Comment by aborsy
I would note that, although obviously the confidentiality in TLS is based on public key cryptography, authentication by mTLS doesn’t reach the cryptography part.
The process starts with a client and server hello. Then the server sends its certificate to the client, and the client sends its certificate to the server. The server verifies that the client’s certificate is signed by a certificate authority in its trust store. That’s the authentication part. The client’s private key is not used.
The confidentiality comes next if authentication is successful.
I asked because X509 certificates are complex and difficult to securely parse. Also mTLS is rarely used.
PostgreSQL uses OpenSSL for TLS: https://www.postgresql.org/docs/devel/install-requirements.h...
> The client’s private key is not used.
This whole section is incorrect. It's called mutual TLS. The client's private key is used to prove to the server it has the private key for the public key it's handing to the server. Just like the server has to prove to the client, it has the private key to the public cert it hands out.
Otherwise there is no authentication going on at all.
See the RFC: https://www.rfc-editor.org/rfc/rfc8446 If you are unfamiliar with RFC's, see Section 4.4 and Appendix E.1, which talk about client auth and the handshake respectively.
> I asked because X509 certificates are complex and difficult to securely parse
Yes, but that's why PG relies on OpenSSL to do that work for them. It's widely deployed, even using client certificates.
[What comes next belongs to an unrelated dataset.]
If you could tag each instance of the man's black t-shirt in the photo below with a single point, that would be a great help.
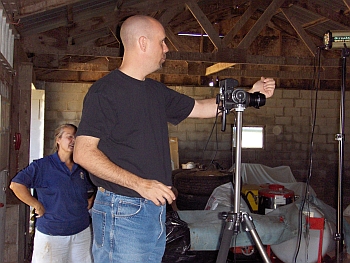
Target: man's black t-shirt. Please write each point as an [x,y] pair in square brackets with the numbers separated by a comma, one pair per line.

X.509 is used with client certificates by at least 3.5M active personnel with the US DoD via their Common Access Card, as one widely used example.
> Also mTLS is rarely used.
Mutual TLS or client auth is not often used in the browser context, because the browsers have miserable UX around it. I wish that would change, but I'm one of the very few.
It's regularly used outside of the browser context though. Lots of B2B and Service Oriented Architectures use it.